W Meksyku odbyły się w niedzielę pierwsze w historii wybory sędziowskie, co stanowi znaczący i kontrowersyjny krok w wysiłkach kraju na rzecz reformy systemu sądownictwa. Inicjatywa, której orędowniczką jest prezydent Claudia Sheinbaum i jej poprzednik, czyni Meksyk jedynym krajem, w którym sędziowie i sędziowie pokoju są wybierani w głosowaniu powszechnym. Zwolennicy uważają, że pomoże to zwalczyć korupcję i nieefektywność w sądownictwie.

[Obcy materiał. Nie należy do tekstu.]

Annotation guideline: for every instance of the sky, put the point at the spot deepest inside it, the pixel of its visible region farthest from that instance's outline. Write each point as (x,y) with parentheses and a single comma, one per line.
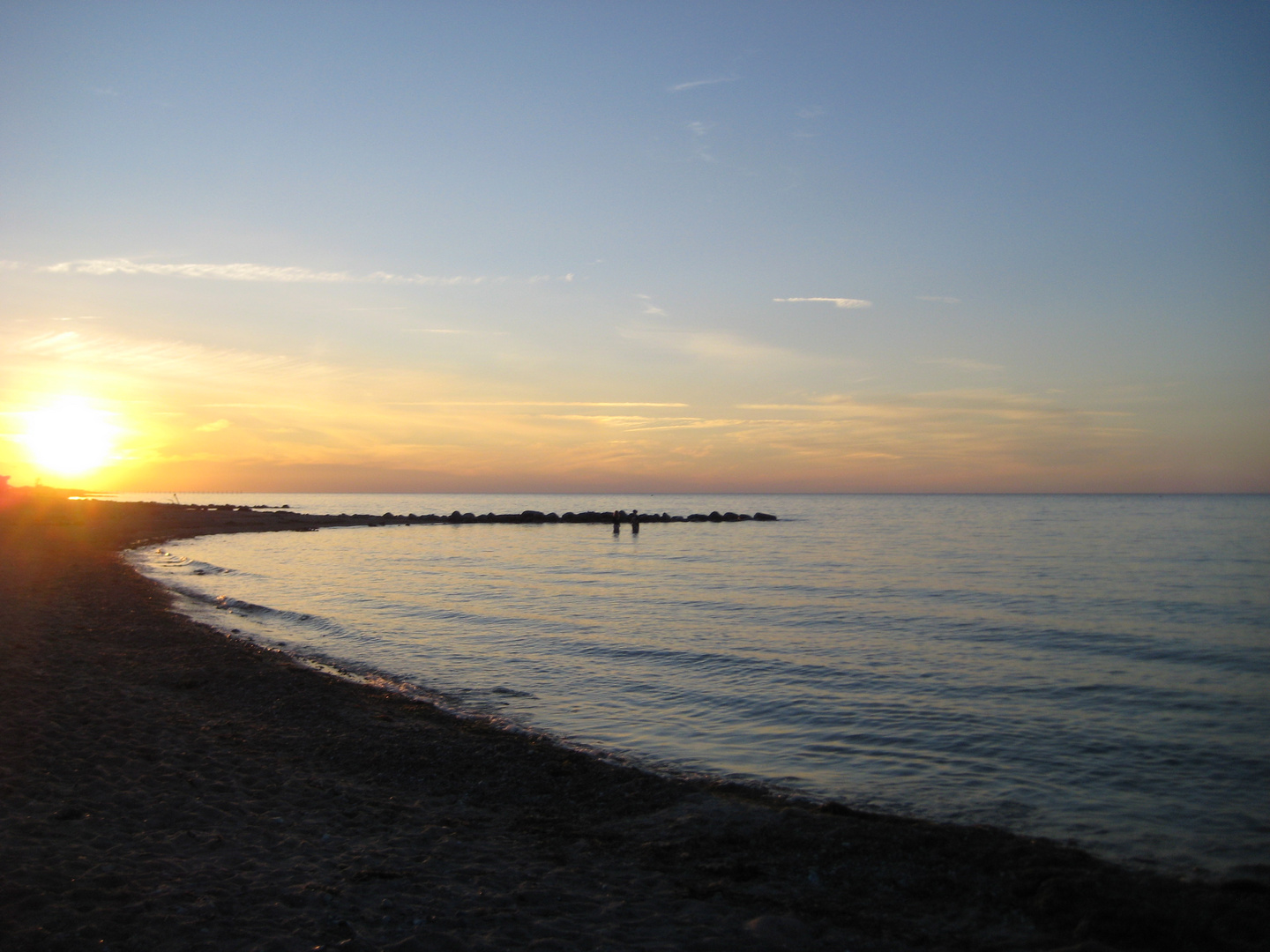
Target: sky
(635,247)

Krytycy obawiają się jednak, że głosowanie upolityczni sądownictwo, potencjalnie pozwalając przestępczości zorganizowanej na infiltrację sądów. Wyrażono również obawy dotyczące złagodzonych kwalifikacji kandydatów na sędziów, co może prowadzić do spadku jakości i niezależności sądownictwa.

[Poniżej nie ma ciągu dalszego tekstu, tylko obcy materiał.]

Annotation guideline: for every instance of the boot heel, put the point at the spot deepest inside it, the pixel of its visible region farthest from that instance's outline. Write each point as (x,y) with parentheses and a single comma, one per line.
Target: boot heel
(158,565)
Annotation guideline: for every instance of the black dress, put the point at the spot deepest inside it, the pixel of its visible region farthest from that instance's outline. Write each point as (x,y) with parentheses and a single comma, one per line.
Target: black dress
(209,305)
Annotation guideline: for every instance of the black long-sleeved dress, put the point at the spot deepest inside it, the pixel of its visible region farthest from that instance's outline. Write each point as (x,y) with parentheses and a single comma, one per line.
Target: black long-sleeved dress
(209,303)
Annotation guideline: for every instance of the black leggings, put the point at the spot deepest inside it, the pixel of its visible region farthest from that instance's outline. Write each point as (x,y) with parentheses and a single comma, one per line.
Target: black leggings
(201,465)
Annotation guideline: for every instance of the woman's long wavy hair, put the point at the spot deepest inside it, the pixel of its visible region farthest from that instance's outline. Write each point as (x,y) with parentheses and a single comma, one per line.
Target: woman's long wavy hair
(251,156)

Zadaniem wyborców było wybranie licznych sędziów federalnych, w tym sędziów Sądu Najwyższego, a także sędziów i sędziów pokoju szczebla lokalnego. W Mexico City odbyły się protesty, podkreślające obawy dotyczące potencjalnych oszustw wyborczych i konsolidacji władzy. Frekwencja wydawała się niska, a wielu wyborców wyrażało dezorientację z powodu licznych, nieznanych kandydatów. Kontrowersyjne wybory wywołały debatę na temat niezawisłości sądownictwa i potencjału wpływów politycznych, a niektórzy eksperci sugerują, że wybory mogą być łatwo infiltrowane przez przestępczość zorganizowaną.